The resurgence of the Red Team is linked to the January 2008 announcement by the Navy requiring the Navy and Marine Corp Intranet (NMCI) to implement a new Internet filtering system to enhance network security.

The new system uses preset criteria to automatically block access to Web sites and other Internet resources that pose a threat to security or are considered nonessential to a user's functions or mission.

"NMCI's job is to make the system more secure," said Guinn. "Many Web sites have the ability to gather personal information about the user. It is difficult to constantly keep up with the next malicious trick. It is much easier to blacklist those Internet sites altogether, especially since they are not mission essential."

"In March, NMCI deployed Websense content filtering across the NMCI Navy enclave," said Eddie Riley, NMCI public affairs officer. "Websense content filtering is an information assurance tool designed to inspect and block inbound Web traffic containing malicious code with little impact to the user. However, the user can request the unblocking of a site, based on operational requirements.

"Websense allows the Network Operational Commands to set a tailored blocking policy by content such as gambling, hate speech or adult content, rather than blocking specific sites or URLs only," he continued.
"This allows the network operators to block sites much more efficiently and outsources the fight against the growing amount of inappropriate content."

The NMCI blocking policy is determined by the operational commands such as the Naval Network Warfare Command, and enforced by the Global Network Operations Center in Norfolk. Blocked sites are redirected to a notification page which links to a page on NMCI's homeport Web site. Here, a user can submit a request that a site be unblocked in order to support mission requirements.
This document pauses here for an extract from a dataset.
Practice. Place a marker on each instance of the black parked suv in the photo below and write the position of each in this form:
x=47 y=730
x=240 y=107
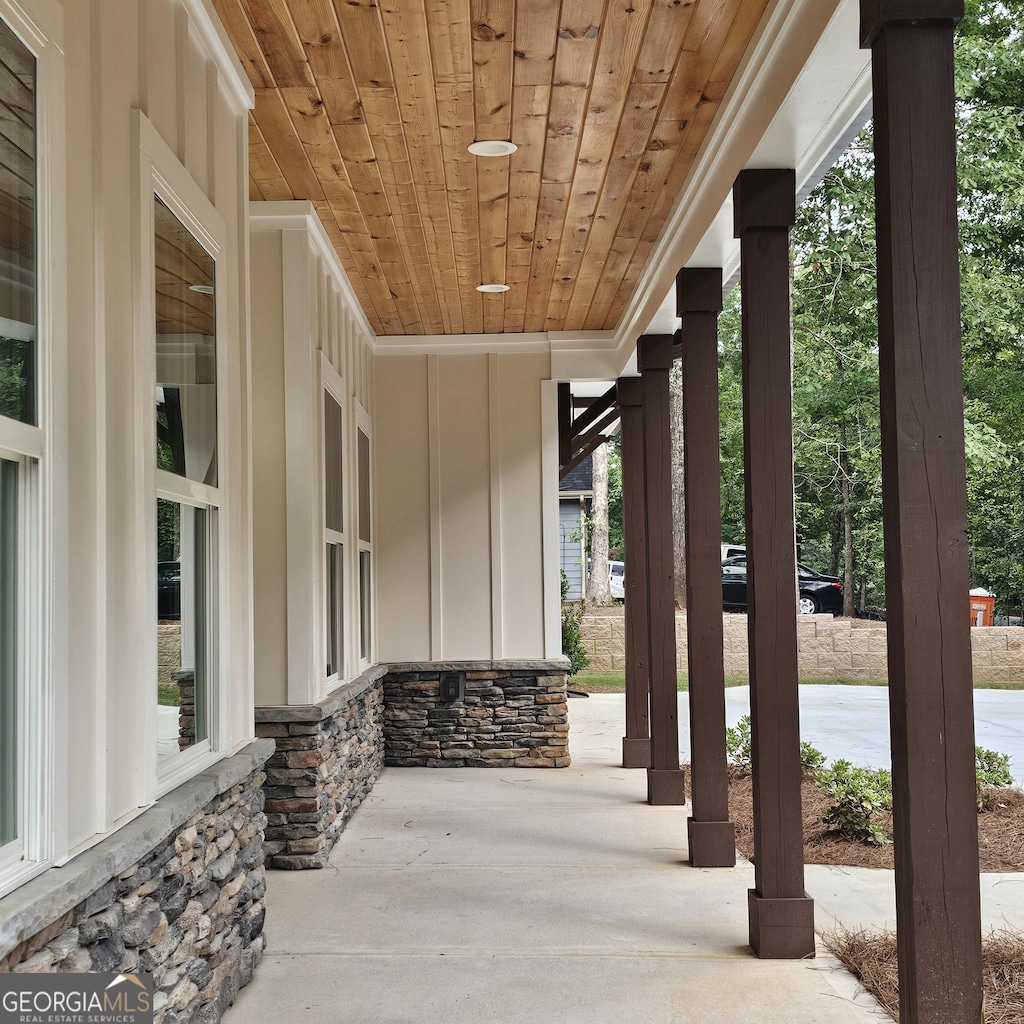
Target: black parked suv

"In addition to implementing Websense, NMCI is upgrading existing servers with Bluecoat proxy servers," added Riley. "These new servers will provide better capacity and traffic management functions. Currently, a relatively small number of users account for half to three-quarters of NMCI's bandwidth usage, mostly attributed to streaming internet radio and video. The new servers will allow bandwidth usage monitoring, down to a command or user level."

According to NMCI, some benefits of Websense and Bluecoat include increased Internet security, real-time updates for high-risk threats, an improved Internet experience for warfighters, and improved bandwidth and Internet performance. However, these new upgrades are not a fool-proof way to maintain security, and every NMCI user should be vigilant in following Navy and DoD instructions when it comes to information assurance.

"Several phishing email attacks have been surfacing recently in an attempt to exploit the general public's anticipated receipt of IRS refund checks and the economic stimulus payment," said Guinn. "These type of emails reiterate why users need to pay attention to their information awareness training."

The news of Red Team presence and continued phishing attempts at NSB Kings Bay underline the importance of Information Assurance training for all NMCI users. This training demonstrates the various ways in which network security may be compromised and steps users should take to minimize that risk, including avoiding inappropriate network use.